He said the detection was one of the most important developments in science since the discovery of the Higgs particle, and on a par with the determination of the structure of DNA.
"There is a Nobel Prize in it - there is no doubt," he told the BBC.
"It is the first ever direct detection of gravitational waves; it's the first ever direct detection of black holes and it is a confirmation of General Relativity because the property of these black holes agrees exactly with what Einstein predicted almost exactly 100 years ago."
Gravitational waves are prediction of the Theory of General Relativity
Their existence has been inferred by science but only now directly detected
They are ripples in the fabric of space and time produced by violent events
Accelerating masses will produce waves that propagate at the speed of light
Detectable sources ought to include merging black holes and neutron stars
LIGO fires lasers into long, L-shaped tunnels; the waves disturb the light
Detecting the waves opens up the Universe to completely new investigations
That view was reinforced by Prof Stephen Hawking, who is an expert on black holes. Speaking exclusively to BBC News, he said he believed that the detection marked a key moment in scientific history.
"Gravitational waves provide a completely new way at looking at the Universe. The ability to detect them has the potential to revolutionise astronomy. This discovery is the first detection of a black hole binary system and the first observation of black holes merging," he said.
"Apart from testing (Albert Einstein's theory of) General Relativity, we could hope to see black holes through the history of the Universe. We may even see relics of the very early Universe during the Big Bang at some of the most extreme energies possible."
Team member Prof Gabriela González, from Louisiana State University, said: "We have discovered gravitational waves from the merger of black holes.
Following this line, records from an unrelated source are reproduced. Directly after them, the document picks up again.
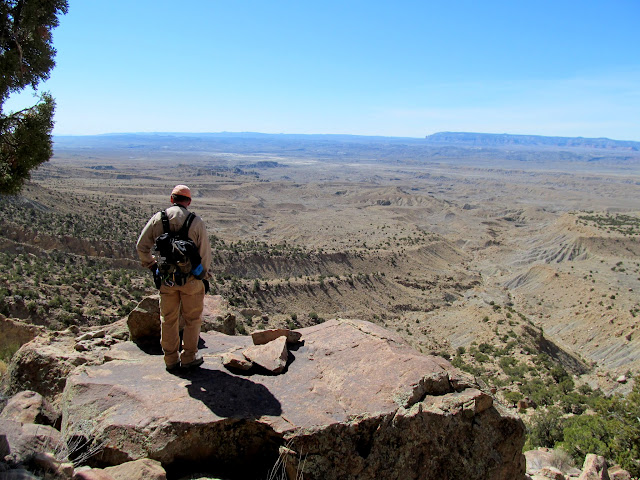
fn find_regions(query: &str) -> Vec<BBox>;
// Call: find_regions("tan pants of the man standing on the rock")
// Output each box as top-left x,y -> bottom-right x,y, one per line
160,277 -> 204,365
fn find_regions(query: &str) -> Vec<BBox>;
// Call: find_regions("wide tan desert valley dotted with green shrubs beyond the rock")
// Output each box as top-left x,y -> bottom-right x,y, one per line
0,133 -> 640,472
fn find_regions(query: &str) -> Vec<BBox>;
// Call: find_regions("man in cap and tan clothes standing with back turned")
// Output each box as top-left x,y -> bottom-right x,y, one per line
136,185 -> 211,372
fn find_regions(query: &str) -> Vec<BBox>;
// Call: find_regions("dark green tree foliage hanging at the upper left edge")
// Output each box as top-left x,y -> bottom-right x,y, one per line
0,0 -> 68,194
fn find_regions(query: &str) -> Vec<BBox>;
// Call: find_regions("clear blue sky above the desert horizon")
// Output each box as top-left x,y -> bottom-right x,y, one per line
8,0 -> 640,141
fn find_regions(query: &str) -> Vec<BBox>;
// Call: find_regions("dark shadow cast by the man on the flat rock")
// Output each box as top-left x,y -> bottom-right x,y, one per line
176,368 -> 282,419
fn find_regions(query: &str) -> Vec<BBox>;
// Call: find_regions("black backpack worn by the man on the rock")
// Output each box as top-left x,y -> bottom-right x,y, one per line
154,210 -> 205,286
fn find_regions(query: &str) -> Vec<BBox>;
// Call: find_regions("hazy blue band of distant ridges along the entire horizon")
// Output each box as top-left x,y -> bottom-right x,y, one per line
54,132 -> 640,169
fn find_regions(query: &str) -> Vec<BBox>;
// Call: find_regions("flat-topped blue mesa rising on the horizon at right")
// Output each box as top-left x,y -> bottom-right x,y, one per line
425,132 -> 640,151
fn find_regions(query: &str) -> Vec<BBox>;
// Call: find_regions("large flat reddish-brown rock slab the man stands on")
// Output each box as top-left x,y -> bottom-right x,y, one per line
62,320 -> 525,480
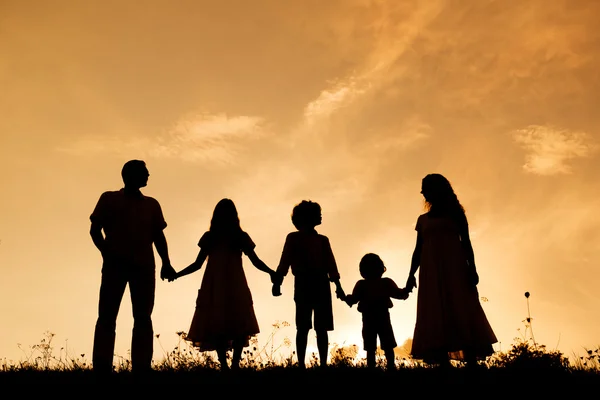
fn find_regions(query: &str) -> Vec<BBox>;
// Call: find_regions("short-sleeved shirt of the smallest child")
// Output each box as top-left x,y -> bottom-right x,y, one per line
352,278 -> 400,313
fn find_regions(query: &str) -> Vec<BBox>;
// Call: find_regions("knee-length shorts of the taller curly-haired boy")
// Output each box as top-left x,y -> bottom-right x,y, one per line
294,276 -> 333,331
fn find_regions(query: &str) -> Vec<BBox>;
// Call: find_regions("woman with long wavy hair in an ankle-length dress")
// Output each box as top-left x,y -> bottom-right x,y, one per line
406,174 -> 497,366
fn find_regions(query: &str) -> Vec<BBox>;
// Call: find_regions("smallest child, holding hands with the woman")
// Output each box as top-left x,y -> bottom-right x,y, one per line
344,253 -> 411,370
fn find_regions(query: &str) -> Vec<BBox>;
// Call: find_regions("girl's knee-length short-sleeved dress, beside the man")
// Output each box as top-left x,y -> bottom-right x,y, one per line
186,231 -> 260,351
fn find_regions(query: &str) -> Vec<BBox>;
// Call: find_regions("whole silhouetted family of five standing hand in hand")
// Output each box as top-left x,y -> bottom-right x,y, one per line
90,160 -> 497,374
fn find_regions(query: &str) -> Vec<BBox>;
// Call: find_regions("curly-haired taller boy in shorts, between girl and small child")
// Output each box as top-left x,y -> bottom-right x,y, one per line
273,200 -> 345,369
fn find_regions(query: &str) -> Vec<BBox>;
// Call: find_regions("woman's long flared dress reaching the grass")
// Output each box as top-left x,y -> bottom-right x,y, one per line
411,214 -> 497,360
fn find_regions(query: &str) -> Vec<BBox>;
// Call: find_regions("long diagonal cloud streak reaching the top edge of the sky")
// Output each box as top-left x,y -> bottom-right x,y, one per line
296,0 -> 444,136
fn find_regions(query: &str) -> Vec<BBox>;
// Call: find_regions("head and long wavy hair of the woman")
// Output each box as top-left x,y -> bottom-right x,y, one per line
422,174 -> 467,222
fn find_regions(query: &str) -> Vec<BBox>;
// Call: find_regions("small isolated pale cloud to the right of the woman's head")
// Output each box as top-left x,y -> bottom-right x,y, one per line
512,125 -> 594,175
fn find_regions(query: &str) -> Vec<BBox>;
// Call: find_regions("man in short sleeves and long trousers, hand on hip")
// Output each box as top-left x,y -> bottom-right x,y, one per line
90,160 -> 175,375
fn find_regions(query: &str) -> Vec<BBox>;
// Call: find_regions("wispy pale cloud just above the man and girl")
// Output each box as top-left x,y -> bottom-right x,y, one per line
57,113 -> 265,164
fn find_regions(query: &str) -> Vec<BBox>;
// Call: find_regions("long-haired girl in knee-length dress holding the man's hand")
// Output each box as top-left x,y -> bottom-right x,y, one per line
174,199 -> 275,370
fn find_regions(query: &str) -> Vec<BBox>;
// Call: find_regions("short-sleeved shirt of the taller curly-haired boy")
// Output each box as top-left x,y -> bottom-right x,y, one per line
277,230 -> 340,281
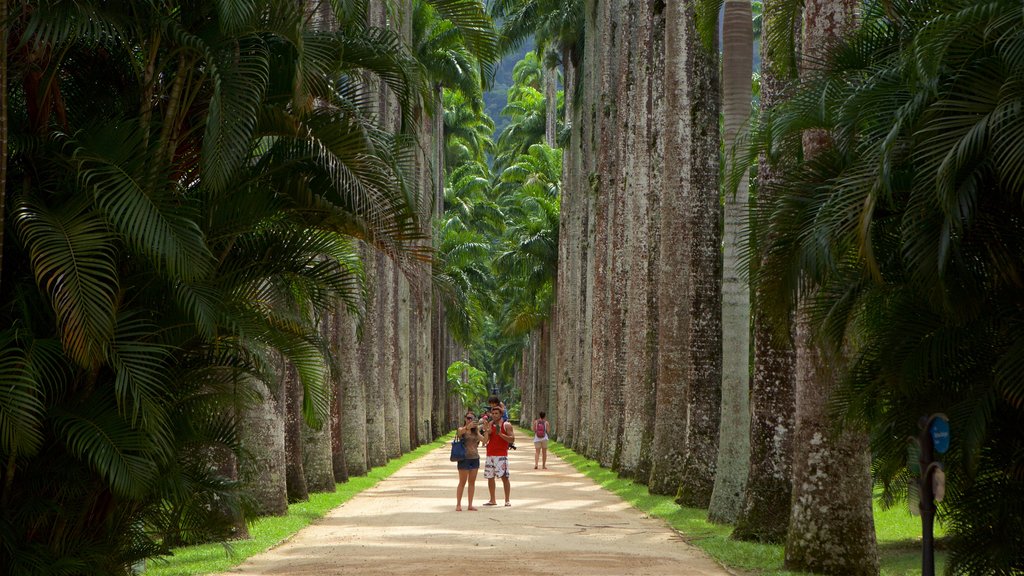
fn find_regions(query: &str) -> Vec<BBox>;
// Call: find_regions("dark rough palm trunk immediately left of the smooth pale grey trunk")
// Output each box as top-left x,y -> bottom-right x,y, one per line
660,2 -> 722,508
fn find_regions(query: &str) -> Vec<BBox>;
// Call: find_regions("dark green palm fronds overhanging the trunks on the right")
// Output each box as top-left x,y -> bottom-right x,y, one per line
757,0 -> 1024,574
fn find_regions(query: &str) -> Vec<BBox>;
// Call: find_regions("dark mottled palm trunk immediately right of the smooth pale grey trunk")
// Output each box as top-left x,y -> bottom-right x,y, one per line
732,0 -> 799,542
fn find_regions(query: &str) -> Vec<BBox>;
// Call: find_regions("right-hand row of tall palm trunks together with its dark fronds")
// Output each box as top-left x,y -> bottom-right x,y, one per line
495,0 -> 1024,574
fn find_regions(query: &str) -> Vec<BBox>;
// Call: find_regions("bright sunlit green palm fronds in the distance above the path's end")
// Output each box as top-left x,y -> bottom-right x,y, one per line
428,42 -> 561,413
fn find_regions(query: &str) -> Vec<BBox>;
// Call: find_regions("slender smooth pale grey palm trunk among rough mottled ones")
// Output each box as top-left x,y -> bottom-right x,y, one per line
708,0 -> 754,523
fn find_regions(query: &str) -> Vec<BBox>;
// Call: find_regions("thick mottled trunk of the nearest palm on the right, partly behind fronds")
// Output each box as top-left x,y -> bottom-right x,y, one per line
785,0 -> 879,576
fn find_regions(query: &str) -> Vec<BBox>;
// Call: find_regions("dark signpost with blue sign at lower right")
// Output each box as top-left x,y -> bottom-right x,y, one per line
910,413 -> 949,576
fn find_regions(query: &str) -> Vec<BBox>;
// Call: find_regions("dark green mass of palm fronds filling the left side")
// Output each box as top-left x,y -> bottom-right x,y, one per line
0,0 -> 425,576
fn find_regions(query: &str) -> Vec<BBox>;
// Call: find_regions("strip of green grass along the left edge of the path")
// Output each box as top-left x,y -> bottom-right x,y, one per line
145,439 -> 446,576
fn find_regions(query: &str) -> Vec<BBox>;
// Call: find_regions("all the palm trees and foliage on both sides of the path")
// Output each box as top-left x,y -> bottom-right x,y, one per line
0,0 -> 1024,575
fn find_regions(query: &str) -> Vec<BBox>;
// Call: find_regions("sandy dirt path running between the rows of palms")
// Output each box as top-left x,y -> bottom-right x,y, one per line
214,430 -> 729,576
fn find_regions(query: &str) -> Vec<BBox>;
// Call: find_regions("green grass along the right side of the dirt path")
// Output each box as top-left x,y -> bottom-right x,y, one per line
550,442 -> 945,576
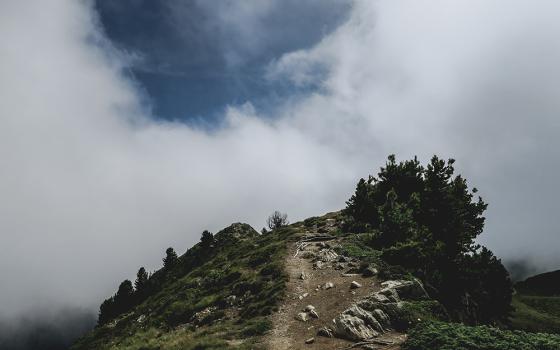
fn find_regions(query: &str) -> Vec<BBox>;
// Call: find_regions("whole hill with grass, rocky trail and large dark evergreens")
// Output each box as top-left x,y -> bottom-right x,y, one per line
73,157 -> 560,350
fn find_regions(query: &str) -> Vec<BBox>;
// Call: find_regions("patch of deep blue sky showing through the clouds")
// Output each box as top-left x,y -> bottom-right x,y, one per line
96,0 -> 350,119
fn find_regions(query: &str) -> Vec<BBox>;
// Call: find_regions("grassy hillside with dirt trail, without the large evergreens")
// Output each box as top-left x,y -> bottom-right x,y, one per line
73,213 -> 560,350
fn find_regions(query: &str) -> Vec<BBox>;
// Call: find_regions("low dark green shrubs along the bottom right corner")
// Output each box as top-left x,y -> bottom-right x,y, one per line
403,322 -> 560,350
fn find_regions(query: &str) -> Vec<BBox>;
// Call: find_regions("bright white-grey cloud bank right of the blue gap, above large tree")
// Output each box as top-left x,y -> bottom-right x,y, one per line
269,1 -> 560,274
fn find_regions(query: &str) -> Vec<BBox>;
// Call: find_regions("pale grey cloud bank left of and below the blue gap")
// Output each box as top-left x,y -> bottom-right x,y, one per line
0,1 -> 353,317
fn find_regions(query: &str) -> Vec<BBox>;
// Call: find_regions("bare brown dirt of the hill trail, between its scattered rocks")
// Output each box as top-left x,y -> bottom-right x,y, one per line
264,226 -> 405,350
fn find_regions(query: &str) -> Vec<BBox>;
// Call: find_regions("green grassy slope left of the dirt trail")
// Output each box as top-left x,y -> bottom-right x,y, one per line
72,224 -> 302,350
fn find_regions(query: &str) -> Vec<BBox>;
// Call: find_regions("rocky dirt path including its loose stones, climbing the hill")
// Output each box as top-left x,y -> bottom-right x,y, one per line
265,227 -> 405,350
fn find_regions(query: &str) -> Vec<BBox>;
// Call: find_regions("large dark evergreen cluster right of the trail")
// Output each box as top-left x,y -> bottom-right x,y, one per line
344,155 -> 512,323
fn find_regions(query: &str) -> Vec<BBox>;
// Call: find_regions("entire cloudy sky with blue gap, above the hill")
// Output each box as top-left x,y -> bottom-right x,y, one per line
0,0 -> 560,334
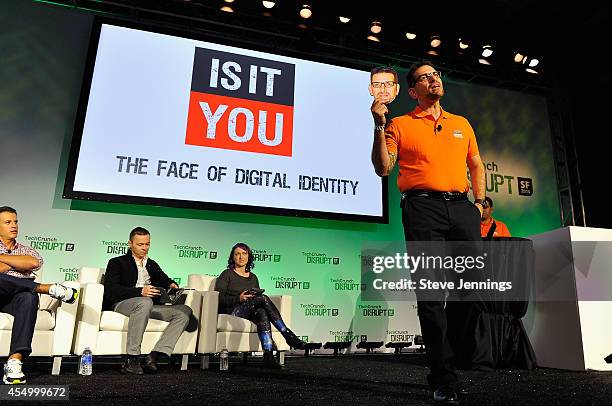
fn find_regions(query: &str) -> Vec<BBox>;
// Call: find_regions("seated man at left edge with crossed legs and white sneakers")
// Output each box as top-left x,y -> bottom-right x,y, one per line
0,206 -> 79,384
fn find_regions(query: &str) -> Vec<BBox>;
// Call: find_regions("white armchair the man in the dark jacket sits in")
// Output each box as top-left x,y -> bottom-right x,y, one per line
72,267 -> 202,370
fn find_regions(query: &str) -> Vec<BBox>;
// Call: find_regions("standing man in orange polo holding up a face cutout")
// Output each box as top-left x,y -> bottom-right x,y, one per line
371,62 -> 485,405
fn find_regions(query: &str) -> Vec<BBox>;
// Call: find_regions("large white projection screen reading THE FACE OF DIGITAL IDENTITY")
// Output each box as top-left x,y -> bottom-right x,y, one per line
67,24 -> 383,219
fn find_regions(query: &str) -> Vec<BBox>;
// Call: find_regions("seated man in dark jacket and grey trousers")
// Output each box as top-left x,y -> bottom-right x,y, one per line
103,227 -> 191,375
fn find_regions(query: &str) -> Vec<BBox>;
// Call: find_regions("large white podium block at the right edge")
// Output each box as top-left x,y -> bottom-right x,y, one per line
523,227 -> 612,371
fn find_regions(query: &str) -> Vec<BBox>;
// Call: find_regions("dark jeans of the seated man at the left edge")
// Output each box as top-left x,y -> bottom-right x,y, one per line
0,273 -> 38,357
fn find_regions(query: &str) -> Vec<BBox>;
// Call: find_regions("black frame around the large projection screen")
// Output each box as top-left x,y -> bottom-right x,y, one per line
62,16 -> 389,224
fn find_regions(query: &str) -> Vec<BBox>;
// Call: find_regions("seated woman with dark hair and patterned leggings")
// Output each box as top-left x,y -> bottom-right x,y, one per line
215,243 -> 304,368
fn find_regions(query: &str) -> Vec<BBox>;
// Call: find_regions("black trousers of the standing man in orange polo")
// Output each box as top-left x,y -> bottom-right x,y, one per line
401,196 -> 481,389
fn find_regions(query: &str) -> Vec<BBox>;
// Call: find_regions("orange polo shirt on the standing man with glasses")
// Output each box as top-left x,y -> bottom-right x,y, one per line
385,106 -> 480,192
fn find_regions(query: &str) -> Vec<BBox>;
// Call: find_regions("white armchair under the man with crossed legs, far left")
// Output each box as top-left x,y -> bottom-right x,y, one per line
0,273 -> 79,375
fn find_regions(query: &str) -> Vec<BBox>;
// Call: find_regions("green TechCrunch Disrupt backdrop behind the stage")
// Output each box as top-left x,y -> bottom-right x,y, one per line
0,0 -> 560,352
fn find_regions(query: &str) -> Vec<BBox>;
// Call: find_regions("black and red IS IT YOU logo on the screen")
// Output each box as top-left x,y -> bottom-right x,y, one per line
185,48 -> 295,156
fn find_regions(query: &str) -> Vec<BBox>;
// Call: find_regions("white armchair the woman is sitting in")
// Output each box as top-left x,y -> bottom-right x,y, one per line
187,274 -> 292,369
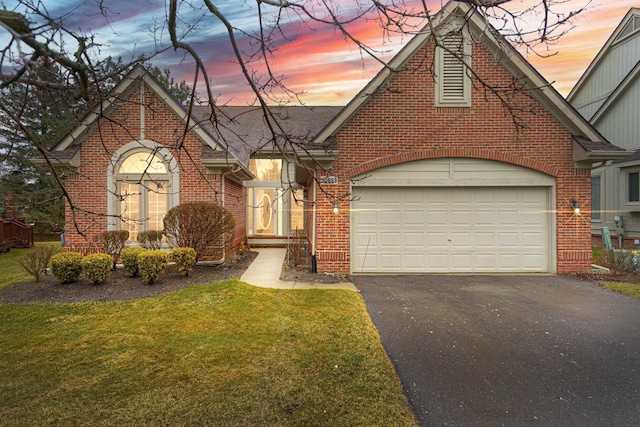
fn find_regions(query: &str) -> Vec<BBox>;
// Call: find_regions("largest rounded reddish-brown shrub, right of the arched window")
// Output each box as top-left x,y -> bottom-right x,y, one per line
163,202 -> 236,262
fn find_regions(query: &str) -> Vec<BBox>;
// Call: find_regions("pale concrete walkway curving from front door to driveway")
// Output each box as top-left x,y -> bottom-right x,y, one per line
240,248 -> 357,291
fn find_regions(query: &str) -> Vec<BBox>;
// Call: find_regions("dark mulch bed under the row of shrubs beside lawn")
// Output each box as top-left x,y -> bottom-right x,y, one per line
0,252 -> 258,303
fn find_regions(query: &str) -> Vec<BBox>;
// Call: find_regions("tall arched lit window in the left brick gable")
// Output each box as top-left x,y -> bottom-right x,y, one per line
114,150 -> 172,241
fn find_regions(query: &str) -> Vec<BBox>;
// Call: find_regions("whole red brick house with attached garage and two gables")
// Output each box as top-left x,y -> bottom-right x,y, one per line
52,2 -> 628,274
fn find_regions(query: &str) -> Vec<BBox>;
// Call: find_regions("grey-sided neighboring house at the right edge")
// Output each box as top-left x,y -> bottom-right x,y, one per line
567,8 -> 640,238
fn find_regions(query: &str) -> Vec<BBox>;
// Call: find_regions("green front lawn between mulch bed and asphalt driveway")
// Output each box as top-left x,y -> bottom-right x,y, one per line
0,280 -> 416,426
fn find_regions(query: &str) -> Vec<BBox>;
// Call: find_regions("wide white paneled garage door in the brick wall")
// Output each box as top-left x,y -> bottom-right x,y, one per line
352,187 -> 550,273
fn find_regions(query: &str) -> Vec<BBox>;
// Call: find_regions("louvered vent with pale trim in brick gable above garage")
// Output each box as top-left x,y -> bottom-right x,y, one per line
435,30 -> 471,107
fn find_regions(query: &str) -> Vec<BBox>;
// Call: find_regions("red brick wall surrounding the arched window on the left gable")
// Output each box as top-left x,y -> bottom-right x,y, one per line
65,82 -> 246,256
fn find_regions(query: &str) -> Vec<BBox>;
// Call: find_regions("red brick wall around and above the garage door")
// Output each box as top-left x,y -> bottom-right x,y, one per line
316,39 -> 591,273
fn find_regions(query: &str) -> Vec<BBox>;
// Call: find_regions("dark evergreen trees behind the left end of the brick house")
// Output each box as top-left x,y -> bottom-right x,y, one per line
0,58 -> 190,234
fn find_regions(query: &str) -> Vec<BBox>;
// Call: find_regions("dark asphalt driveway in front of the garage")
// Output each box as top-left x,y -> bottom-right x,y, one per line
354,276 -> 640,426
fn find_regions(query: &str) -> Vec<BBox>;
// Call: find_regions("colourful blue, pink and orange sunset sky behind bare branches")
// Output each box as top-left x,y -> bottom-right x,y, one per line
0,0 -> 639,105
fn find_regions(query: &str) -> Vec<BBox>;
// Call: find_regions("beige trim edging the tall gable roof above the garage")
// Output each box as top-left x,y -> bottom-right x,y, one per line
315,0 -> 630,162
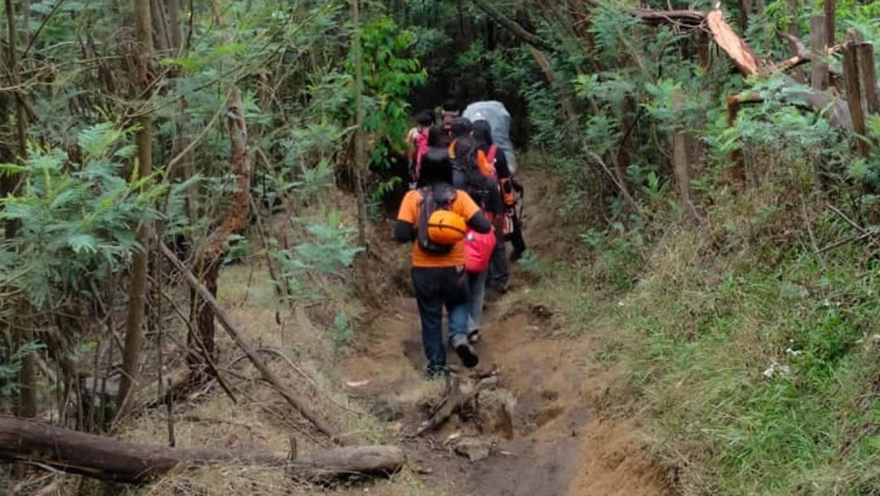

It's been a very long road, but this is just the beginning.
"Now that we have the detectors to see these systems, now that we know binary black holes are out there - we'll begin listening to the Universe. "
On a graph, the data looks like a symmetrical, wiggly line that gradually increases in height and then suddenly fades away.
"We found a beautiful signature of the merger of two black holes and it agrees exactly - fantastically - with the numerical solutions to Einstein equations... it looked too beautiful to be true," said Prof Danzmann.